When it comes to Pakistan leaders, India chooses to forget that country’s blood-stained politics and deathly diplomacy. Our fawning political leaders and cultural czars compete with each other in portraying visitors from Pakistan as our only hope for peaceful co-existence. President Asif Ali Zardari’s first trip to India with his son Bilal is billed as a turning point in Indo-Pak relations. South and North Block mandarins have been spending sleepless nights over the 20-hour visit of a head of state who has no control over even the geographical boundaries of his presidential palace. None of them were aware of the agenda or direction of discussion between Manmohan Singh and Zardari. The joke doing the rounds in South Block is that the discussion points for any meeting with a visiting dignitary from Pakistan can be found in the manifesto of political parties. The covers change during each election, but the contents remain the same. The Indian Prime Minister and Pakistan’s President have met over a dozen times in the past nine years. The venues may have changed. So have the costumes. But Pakistan has never delivered on the promises its leaders make to India. On the contrary, Pakistan-sponsored terrorists made Indian cities their killing fields, with Zardari and his army extending them safe haven. It would be an irony if India expects results from the visit of a person against whom the local judiciary has opened up many fronts, and is seen as the unauthorised occupant of an office which he doesn’t deserve and from where he can be ejected any day without fuss.

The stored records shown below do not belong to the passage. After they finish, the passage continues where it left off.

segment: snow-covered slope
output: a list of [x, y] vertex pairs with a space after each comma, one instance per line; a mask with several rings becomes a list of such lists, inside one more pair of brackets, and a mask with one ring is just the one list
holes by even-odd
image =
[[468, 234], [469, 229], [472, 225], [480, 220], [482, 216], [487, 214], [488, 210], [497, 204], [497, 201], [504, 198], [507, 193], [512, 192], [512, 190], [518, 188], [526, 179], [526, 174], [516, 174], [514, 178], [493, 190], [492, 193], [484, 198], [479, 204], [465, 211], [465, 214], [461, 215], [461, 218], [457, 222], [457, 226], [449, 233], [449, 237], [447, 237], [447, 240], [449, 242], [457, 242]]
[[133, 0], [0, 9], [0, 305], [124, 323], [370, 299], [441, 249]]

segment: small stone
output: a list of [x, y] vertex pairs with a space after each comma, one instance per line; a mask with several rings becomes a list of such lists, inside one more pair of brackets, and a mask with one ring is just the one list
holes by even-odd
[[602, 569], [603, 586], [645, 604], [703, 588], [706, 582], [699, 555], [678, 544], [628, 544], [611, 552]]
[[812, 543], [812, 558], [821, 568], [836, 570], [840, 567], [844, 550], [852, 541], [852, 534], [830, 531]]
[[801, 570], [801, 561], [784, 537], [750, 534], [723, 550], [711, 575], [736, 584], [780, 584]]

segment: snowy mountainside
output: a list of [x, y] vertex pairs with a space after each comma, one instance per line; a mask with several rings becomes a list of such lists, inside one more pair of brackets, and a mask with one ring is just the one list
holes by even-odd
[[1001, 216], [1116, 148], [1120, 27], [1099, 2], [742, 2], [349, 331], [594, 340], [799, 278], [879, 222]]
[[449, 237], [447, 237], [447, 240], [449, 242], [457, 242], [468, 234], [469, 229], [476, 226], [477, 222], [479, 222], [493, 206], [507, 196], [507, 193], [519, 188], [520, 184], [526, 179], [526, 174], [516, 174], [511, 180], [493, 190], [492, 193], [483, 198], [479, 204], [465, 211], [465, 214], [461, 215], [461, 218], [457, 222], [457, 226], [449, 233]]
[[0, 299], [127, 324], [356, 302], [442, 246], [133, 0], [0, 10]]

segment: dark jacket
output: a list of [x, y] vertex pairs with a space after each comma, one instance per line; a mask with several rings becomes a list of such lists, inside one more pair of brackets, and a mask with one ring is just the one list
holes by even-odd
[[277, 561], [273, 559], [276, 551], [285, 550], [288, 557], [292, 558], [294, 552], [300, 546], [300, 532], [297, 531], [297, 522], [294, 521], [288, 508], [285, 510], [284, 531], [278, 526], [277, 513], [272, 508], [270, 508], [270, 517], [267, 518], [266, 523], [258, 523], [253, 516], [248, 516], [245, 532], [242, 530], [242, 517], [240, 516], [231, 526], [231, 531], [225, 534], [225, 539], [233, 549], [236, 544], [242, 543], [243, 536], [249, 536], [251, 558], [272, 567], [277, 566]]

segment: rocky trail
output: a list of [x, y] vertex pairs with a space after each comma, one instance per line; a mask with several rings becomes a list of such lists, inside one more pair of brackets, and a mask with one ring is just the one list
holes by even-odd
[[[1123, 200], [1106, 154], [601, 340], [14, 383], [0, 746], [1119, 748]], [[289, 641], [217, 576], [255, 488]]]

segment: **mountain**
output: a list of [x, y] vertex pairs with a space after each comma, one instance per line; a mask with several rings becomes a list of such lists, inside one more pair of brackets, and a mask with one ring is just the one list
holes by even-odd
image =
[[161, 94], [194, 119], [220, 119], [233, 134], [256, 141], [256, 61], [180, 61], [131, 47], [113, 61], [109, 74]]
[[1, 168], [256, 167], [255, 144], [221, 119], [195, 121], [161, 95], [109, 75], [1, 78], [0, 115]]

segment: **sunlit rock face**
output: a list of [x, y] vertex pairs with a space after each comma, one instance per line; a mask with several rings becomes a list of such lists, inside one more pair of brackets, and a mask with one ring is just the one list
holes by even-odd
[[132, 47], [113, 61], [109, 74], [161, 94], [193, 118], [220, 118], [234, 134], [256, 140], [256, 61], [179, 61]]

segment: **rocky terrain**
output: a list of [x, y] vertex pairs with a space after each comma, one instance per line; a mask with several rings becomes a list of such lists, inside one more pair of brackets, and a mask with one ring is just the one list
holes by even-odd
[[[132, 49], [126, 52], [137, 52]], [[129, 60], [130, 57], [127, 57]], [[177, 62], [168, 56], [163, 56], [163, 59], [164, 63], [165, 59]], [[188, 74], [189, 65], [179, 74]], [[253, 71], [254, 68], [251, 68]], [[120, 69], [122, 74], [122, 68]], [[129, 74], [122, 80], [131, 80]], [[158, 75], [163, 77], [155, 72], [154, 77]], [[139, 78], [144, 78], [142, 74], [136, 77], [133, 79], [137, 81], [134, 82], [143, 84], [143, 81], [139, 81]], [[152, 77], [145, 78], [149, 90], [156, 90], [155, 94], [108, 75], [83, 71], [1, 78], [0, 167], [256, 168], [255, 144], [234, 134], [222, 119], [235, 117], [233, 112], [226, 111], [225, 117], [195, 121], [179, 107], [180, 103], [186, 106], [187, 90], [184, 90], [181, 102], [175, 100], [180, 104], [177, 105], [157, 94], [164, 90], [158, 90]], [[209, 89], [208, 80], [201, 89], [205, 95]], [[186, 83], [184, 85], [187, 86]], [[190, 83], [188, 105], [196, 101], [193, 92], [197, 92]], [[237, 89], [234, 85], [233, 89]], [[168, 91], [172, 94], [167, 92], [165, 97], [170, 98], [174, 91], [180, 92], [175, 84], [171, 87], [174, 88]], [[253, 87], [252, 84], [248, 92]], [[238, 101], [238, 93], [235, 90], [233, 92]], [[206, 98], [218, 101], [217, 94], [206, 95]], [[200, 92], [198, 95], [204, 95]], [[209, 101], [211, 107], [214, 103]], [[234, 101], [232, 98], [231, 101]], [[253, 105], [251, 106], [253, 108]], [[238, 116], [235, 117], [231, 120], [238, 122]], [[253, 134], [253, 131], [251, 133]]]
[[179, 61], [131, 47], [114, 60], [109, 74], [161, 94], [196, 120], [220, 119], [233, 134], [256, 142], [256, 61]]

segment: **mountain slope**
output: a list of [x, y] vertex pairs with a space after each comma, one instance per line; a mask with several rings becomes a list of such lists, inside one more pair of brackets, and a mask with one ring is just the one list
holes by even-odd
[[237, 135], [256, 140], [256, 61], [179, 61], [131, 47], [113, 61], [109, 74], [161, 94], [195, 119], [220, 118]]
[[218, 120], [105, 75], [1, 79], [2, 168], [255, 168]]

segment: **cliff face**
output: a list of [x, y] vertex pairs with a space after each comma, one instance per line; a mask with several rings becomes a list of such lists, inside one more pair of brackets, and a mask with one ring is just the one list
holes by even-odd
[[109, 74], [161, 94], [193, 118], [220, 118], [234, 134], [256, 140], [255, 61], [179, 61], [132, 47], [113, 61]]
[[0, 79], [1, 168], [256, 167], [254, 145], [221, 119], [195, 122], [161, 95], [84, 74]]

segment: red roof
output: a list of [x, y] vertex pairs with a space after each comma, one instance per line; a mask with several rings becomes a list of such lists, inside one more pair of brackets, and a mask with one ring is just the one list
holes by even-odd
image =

Zardari is entitled to make a religious trip to any part of India. The government is expected to extend all the courtesies, which a visiting head of state deserves. But the government has nothing to gain by legitimising and raising expectations from the visit of a leader who can’t speak his own mind, leave alone deliver on anything. If key Union ministers and officials holding sensitive posts are in attendance for a one-on-one meeting, the country expects some tangible results. Already peaceniks and US-sponsored opinion-makers have declared that the visit would reduce the trust deficit between the two countries. If the track record of the Zardari regime is any indication, India would be wasting its time and energies on hosting a captive President. His government refuses to acknowledge the existence of terrorists and terror camps in Pakistan. It questions the meticulous evidence provided by the home ministry against Hafiz Saeed and his accomplices in carrying out the 26/11 terror attacks in which 166 people were slaughtered. It refuses to hand over 20 other fugitives responsible for murdering hundreds of innocent people in various parts of India.
Pakistan has been in denial for the past three decades. Undoubtedly, the country and its elitist establishment lay out the best of cuisine and seductive ambience to all important leaders visiting from India. They engage mehmans from Hindustan in 12-course dinners where music lasts till dawn. They send them home with expensive gifts. The same hosts also have powerful connections in the Washington establishment. Their only mandate is to manufacture confidential measures whereby Pakistan gets away with its murderous machinations against India while we keep living on false hope. There is no doubt that a politically stable and economically strong Pakistan is good not only for India but for entire Asia. The majority of Pakistanis would like to live peacefully and prosper but they have been suffering a military leadership that survives and thrives only on a hate-India agenda. On the other hand, the Indian leadership first talks tough following a terror incident only to later become a nation of peace lovers.
A luxurious lunch will not persuade Zardari or his controllers in Pakistan or elsewhere to dismantle the instruments and institutions of terror and hate. On the other hand, a red carpet rolled out for him by the Indian establishment will weaken his position further. In good diplomacy, results are never achieved through widely publicised luncheon meets. They are gained through hidden means and methods. India is yet to acquire and master that art. Pakistan has lost two wars, but it keeps chalking up decisive victories in the game of deceptive diplomacy.